Obituary of Patricia Dale

My mother, Patricia Dale, who has died aged 103, was a pioneering doctor, activist and socialist who became general secretary of the Medical Practitioners’ Union. She used her expertise in industrial health to speak out against the expansion of Stansted airport in the early 2000s.

Pat was born in Southampton, the daughter of Clemency (née Wharton) and Cyrus Lloyd, a merchant seaman, and her childhood was shaped by the loss of her mother to tuberculosis when she was nine. Her father then married a wealthy widow who wanted Pat to become a debutante.
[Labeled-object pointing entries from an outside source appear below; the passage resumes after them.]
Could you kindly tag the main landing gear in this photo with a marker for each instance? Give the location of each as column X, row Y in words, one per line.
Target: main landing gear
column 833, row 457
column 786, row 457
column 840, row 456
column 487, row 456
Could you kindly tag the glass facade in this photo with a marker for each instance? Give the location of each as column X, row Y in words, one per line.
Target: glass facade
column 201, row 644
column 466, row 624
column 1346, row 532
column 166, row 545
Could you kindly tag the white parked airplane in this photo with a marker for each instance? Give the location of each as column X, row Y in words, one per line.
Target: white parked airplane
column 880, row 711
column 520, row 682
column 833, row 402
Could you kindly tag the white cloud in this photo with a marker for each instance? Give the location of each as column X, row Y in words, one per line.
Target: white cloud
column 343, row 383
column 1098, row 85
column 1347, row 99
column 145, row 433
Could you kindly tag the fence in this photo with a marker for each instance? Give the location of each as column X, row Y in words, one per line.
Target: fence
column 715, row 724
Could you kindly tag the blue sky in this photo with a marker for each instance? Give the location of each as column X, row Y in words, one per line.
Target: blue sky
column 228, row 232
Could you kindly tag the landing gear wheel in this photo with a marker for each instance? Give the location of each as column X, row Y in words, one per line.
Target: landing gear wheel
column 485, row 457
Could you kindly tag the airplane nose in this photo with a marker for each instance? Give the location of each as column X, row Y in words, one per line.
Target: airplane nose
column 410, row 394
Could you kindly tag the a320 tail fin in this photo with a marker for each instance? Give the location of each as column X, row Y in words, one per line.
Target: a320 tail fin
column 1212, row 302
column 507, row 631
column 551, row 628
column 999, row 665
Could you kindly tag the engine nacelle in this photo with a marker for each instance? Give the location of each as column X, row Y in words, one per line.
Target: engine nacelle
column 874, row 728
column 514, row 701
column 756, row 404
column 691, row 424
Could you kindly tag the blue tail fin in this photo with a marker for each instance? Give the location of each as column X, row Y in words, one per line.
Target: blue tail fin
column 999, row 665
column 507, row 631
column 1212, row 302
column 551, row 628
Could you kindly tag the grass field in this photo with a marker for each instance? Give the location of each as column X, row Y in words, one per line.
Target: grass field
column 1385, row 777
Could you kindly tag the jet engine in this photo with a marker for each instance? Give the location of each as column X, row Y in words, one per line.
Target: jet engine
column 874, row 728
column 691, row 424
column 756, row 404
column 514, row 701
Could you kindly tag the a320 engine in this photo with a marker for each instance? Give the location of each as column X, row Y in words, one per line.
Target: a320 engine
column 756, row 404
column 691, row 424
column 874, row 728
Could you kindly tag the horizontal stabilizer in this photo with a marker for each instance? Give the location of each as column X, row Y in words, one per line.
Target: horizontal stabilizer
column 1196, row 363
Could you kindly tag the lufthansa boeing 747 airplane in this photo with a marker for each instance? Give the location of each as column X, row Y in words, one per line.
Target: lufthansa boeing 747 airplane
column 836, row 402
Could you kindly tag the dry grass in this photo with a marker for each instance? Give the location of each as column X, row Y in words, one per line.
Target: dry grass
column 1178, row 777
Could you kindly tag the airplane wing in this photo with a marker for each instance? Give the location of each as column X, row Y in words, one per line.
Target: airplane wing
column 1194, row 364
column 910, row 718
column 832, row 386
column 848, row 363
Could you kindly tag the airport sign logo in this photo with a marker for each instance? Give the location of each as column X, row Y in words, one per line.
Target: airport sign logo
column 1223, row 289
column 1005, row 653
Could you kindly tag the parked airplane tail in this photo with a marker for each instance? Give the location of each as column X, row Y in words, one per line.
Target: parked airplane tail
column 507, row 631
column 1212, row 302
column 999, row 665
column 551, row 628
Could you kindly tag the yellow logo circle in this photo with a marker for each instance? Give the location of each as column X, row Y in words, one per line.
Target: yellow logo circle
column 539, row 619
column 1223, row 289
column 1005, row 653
However, Pat insisted on leaving home to study medicine at University College London, one of the few women to do so at the time.

After graduating in 1945, she served as a captain in the Royal Army Medical Corps and went to India, where she treated casualties of the war in Burma (now Myanmar). A brief wartime marriage to Keith Elliott ended in divorce, although Pat retained the Elliott name for professional use.

On her return to the UK in 1947, she began studying public health at the London School of Hygiene & Tropical Medicine, where she met Dr Gordon Evans, a widower with a young daughter. They married in 1949 and moved to Chesham, Buckinghamshire, where they worked in public health. Pat ran community clinics for babies and children. They were active supporters of the Labour Party and CND, with Gordon becoming the first medical adviser to the TUC.

He died suddenly in 1961, leaving Pat the sole carer of five children, four of whom were under the age of five. She had recently qualified as a barrister and was keen to integrate legal work into her medical career, but was forced to return to work, first as a GP and then as general secretary of the Medical Practitioners’ Union. Within a year she had given a speech at the TUC conference, then, with the sociologist Margot Jefferys, a study conducted among female physicians.

In 1962 she married Clunie Dale, then the Social Insurance Secretary at the TUC. Pat became Medical Director of Harlow Industrial Health Service (now Harlow Occupational Health Service).

She was involved with Amnesty International from the first campaign in the early 1960s to release two imprisoned Portuguese doctors who opposed the dictator António de Oliveira Salazar, and remained an activist after her retirement, joining the Stop Stansted Expansion campaign in 2002 and working as an occupational health consultant. Her work in industrial health meant that she was an expert on environmental hazards and pollutants, and she gave evidence as the campaign’s expert on air quality to the inquiry in 2007.

Throughout her life she remained an avid traveller: in the early 1970s she drove with her children in a large caravan through communist Eastern Europe. She was also an avid theatre-goer and enjoyed organising dinner parties.

Clunie died in 2006. Pat is survived by her five children: Anthony, Julie, Robert, Andrew and I from her marriage to Gordon, and Jane, from her marriage to Clunie; four stepchildren: Rosemary, Anna Clare, Richard and Diana; 18 grandchildren and eight great-grandchildren.